Notes for the operator:
- `--max-tokens 2048` is the floor justified by `LENGTH_STATS_COMPARISON.md`. If team-lead wants a different value, just edit that one flag.
- `--batch-size 6` matches the prior killed run; if 2048-token cap creates Metal pressure at 6 sequences, the resilience layer will quarantine the offending wave rather than dying. Then run `--rerun-quarantined --retry-batch-size 2` afterward.
- The killed `harvest_batched_20260425_031033/` partial outputs (1398/2000 done) are preserved per instruction. Decide separately whether to resume that dir vs. start fresh — a fresh run avoids any file-state ambiguity from the SIGKILL.

## Files preserved

`scratch/belief_trajectory_rollout/harvest_batched_20260425_031033/` is untouched (1398 partial decisions). Useful as comparison data — do not delete.

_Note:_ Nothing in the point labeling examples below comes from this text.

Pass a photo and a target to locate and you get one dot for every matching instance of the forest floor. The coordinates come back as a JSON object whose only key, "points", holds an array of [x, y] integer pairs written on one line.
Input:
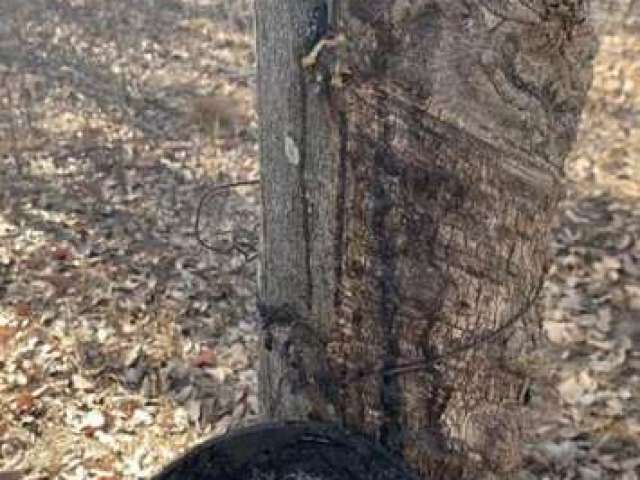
{"points": [[124, 338]]}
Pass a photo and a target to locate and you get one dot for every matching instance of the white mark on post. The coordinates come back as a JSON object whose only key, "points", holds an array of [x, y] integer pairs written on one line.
{"points": [[291, 151]]}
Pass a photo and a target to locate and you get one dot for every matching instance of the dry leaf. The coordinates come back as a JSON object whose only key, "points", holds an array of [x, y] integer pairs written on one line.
{"points": [[23, 310], [206, 358]]}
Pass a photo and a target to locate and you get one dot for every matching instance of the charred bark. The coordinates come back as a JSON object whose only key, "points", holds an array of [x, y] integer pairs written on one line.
{"points": [[411, 159]]}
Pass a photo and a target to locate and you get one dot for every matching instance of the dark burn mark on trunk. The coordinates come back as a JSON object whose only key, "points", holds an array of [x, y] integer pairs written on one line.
{"points": [[382, 204], [341, 200]]}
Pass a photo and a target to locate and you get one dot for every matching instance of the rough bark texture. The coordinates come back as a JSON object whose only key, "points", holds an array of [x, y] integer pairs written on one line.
{"points": [[410, 174]]}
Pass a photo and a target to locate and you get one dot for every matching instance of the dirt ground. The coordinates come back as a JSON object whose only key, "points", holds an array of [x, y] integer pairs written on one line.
{"points": [[126, 336]]}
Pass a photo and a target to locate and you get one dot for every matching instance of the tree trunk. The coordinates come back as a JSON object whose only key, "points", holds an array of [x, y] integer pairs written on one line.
{"points": [[411, 161]]}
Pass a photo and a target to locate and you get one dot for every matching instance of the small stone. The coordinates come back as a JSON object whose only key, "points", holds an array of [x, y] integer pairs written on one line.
{"points": [[142, 417]]}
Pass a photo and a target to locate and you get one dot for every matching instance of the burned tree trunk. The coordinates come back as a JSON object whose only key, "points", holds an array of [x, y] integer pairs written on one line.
{"points": [[411, 160]]}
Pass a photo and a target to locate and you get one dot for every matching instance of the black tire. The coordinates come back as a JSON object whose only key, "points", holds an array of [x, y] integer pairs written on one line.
{"points": [[288, 451]]}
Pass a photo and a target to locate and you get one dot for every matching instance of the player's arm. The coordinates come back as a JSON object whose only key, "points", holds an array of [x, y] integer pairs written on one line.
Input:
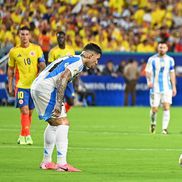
{"points": [[41, 66], [149, 79], [148, 71], [173, 82], [10, 80], [61, 86]]}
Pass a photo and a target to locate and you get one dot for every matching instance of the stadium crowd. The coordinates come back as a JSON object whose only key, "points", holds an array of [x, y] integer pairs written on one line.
{"points": [[124, 25]]}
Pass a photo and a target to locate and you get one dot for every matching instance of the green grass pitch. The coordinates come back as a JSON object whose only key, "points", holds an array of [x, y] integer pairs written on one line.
{"points": [[109, 144]]}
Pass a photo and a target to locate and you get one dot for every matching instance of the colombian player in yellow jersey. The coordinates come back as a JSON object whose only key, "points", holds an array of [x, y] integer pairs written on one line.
{"points": [[25, 62], [62, 50]]}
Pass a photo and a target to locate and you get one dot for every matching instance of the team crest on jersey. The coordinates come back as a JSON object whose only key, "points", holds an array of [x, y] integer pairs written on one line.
{"points": [[20, 101], [66, 64], [32, 53], [75, 72]]}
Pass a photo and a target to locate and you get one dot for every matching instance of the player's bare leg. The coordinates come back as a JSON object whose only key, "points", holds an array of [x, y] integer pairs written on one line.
{"points": [[25, 137], [166, 118], [153, 117], [56, 133]]}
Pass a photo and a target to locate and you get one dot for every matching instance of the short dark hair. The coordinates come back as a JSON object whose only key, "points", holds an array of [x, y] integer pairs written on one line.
{"points": [[162, 42], [24, 28], [60, 33], [93, 47]]}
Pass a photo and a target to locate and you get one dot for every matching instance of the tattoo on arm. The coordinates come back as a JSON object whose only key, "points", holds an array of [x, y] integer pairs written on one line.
{"points": [[61, 86]]}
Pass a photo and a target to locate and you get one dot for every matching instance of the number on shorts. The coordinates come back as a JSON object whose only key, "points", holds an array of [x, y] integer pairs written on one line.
{"points": [[20, 95]]}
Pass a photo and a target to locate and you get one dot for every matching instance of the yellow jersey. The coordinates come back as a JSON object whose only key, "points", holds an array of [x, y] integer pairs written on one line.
{"points": [[25, 61], [57, 52]]}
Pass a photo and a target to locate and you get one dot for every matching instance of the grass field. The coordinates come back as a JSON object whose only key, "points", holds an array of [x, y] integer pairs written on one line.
{"points": [[107, 144]]}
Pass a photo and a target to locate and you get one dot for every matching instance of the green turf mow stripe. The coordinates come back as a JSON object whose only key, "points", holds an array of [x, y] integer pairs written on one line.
{"points": [[93, 149]]}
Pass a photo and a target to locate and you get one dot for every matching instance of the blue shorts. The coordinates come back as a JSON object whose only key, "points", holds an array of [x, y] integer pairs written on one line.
{"points": [[23, 98], [69, 92]]}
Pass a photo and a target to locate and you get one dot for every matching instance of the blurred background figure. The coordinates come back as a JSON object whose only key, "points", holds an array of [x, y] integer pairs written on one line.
{"points": [[84, 95], [61, 50], [109, 69], [131, 75], [120, 70]]}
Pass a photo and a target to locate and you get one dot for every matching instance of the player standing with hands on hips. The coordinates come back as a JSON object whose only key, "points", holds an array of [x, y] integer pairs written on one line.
{"points": [[47, 92], [161, 81], [25, 62]]}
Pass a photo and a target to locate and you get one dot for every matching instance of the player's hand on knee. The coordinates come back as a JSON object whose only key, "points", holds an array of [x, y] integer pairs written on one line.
{"points": [[56, 113]]}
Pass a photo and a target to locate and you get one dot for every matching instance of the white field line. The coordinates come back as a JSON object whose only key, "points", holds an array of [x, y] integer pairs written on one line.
{"points": [[93, 132], [95, 148]]}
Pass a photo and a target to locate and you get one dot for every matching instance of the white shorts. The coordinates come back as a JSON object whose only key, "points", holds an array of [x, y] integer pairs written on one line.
{"points": [[44, 104], [157, 98]]}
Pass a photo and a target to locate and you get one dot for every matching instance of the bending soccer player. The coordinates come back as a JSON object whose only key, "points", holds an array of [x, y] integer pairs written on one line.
{"points": [[47, 92], [25, 61], [161, 80], [61, 50]]}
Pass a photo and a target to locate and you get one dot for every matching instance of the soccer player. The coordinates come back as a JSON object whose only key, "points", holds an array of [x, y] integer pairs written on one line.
{"points": [[25, 61], [47, 92], [161, 80], [56, 52]]}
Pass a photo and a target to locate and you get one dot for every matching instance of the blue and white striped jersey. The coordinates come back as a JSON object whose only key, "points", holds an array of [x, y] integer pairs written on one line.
{"points": [[160, 68], [46, 81]]}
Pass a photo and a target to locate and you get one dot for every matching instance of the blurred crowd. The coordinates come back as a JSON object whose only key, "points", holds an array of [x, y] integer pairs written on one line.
{"points": [[116, 25]]}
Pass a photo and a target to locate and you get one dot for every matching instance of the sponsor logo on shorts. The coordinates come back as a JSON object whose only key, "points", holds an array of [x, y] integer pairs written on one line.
{"points": [[32, 53], [20, 101]]}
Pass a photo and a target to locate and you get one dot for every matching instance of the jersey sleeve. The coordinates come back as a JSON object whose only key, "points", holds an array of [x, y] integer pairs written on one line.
{"points": [[11, 61], [172, 64], [40, 55], [75, 68], [149, 66]]}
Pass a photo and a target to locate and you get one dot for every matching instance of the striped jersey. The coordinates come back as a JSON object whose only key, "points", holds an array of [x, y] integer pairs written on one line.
{"points": [[160, 68], [25, 61], [46, 81]]}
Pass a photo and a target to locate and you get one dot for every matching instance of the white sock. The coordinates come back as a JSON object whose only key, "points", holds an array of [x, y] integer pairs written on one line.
{"points": [[166, 118], [62, 143], [49, 142], [153, 117]]}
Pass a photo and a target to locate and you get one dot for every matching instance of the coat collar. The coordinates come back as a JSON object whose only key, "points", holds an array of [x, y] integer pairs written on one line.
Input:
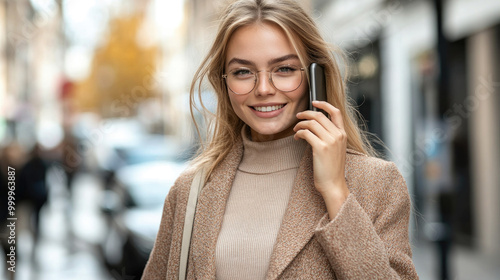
{"points": [[304, 210]]}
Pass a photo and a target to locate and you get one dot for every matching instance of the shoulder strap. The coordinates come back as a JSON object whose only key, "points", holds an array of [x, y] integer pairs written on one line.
{"points": [[194, 193]]}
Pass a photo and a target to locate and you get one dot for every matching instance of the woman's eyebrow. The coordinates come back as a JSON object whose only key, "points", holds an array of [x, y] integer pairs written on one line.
{"points": [[282, 58], [270, 62], [240, 61]]}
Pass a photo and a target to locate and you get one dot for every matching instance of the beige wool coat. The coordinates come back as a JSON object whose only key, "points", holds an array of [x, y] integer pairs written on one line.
{"points": [[367, 240]]}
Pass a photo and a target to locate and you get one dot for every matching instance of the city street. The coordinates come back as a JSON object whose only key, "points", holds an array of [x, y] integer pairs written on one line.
{"points": [[67, 247]]}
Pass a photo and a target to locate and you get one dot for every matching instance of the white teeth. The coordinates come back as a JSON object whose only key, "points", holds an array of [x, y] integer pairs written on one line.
{"points": [[269, 108]]}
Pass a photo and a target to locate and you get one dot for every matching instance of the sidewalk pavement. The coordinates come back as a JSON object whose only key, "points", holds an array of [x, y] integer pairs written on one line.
{"points": [[465, 263]]}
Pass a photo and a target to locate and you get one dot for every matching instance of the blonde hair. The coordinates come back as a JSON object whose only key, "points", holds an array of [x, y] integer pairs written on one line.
{"points": [[310, 46]]}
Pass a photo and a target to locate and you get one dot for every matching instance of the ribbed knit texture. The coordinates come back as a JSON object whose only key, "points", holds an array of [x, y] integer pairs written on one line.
{"points": [[256, 205]]}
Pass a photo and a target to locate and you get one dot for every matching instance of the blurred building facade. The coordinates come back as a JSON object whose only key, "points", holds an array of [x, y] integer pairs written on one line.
{"points": [[30, 83], [446, 145]]}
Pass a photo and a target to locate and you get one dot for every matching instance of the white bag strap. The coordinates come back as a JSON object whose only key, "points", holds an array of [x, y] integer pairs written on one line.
{"points": [[194, 193]]}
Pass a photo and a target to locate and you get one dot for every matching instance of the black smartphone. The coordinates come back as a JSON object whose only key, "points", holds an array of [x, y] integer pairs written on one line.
{"points": [[317, 85]]}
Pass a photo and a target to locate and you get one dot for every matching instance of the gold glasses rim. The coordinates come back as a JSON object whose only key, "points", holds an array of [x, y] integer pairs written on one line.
{"points": [[302, 69]]}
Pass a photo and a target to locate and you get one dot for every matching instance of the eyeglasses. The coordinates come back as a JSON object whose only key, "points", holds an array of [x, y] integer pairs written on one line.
{"points": [[284, 78]]}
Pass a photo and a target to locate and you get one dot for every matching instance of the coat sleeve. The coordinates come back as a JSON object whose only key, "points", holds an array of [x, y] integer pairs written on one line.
{"points": [[156, 268], [371, 242]]}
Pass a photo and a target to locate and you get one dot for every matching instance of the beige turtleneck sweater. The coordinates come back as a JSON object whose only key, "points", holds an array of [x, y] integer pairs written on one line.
{"points": [[255, 207]]}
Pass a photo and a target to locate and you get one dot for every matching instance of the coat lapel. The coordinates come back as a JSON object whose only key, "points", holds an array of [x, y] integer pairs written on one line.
{"points": [[210, 213], [305, 209]]}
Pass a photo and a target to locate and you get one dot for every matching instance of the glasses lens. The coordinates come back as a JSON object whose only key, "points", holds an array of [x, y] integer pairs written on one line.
{"points": [[241, 80], [286, 77]]}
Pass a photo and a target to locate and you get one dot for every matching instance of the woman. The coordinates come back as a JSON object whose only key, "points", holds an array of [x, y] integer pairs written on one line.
{"points": [[290, 193]]}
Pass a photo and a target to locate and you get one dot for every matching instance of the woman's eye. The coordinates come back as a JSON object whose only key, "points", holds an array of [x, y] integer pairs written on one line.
{"points": [[285, 70], [242, 73]]}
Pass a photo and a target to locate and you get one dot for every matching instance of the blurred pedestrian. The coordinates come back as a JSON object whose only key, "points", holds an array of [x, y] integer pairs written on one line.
{"points": [[34, 190], [289, 193], [10, 156]]}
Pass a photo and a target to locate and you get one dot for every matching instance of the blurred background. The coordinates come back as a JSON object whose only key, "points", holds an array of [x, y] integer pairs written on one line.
{"points": [[94, 117]]}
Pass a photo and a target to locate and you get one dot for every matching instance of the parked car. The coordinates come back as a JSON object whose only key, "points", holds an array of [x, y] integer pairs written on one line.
{"points": [[132, 203]]}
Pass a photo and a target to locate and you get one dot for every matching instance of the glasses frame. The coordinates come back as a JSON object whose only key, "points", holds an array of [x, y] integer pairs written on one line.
{"points": [[270, 79]]}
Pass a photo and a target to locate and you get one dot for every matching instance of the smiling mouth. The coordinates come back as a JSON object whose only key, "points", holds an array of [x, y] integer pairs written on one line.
{"points": [[268, 108]]}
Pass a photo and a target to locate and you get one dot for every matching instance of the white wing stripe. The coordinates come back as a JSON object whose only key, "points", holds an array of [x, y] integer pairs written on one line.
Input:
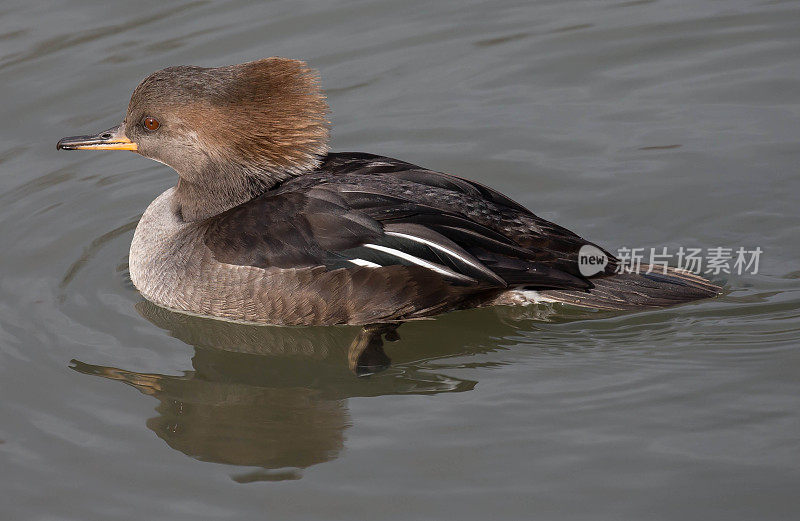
{"points": [[416, 260], [434, 245], [365, 263]]}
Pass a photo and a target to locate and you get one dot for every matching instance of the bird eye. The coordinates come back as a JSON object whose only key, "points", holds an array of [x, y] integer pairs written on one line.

## Sibling-agent crosslinks

- `LENGTH_STATS_COMPARISON.md` — confirms 2048 floor; sequential p99=1770 chars (~600 tokens), max 2639 chars (~900 tokens); 1.2% of batched turns currently sit at the 1024-token cap.
- `PARITY_AUDIT.md` — confirms turn-1 truncations from the 1024 cap account for the `belief_called_turns=[2]` anomaly observed in 64/560 batched decisions; raising the cap should remove this regression class.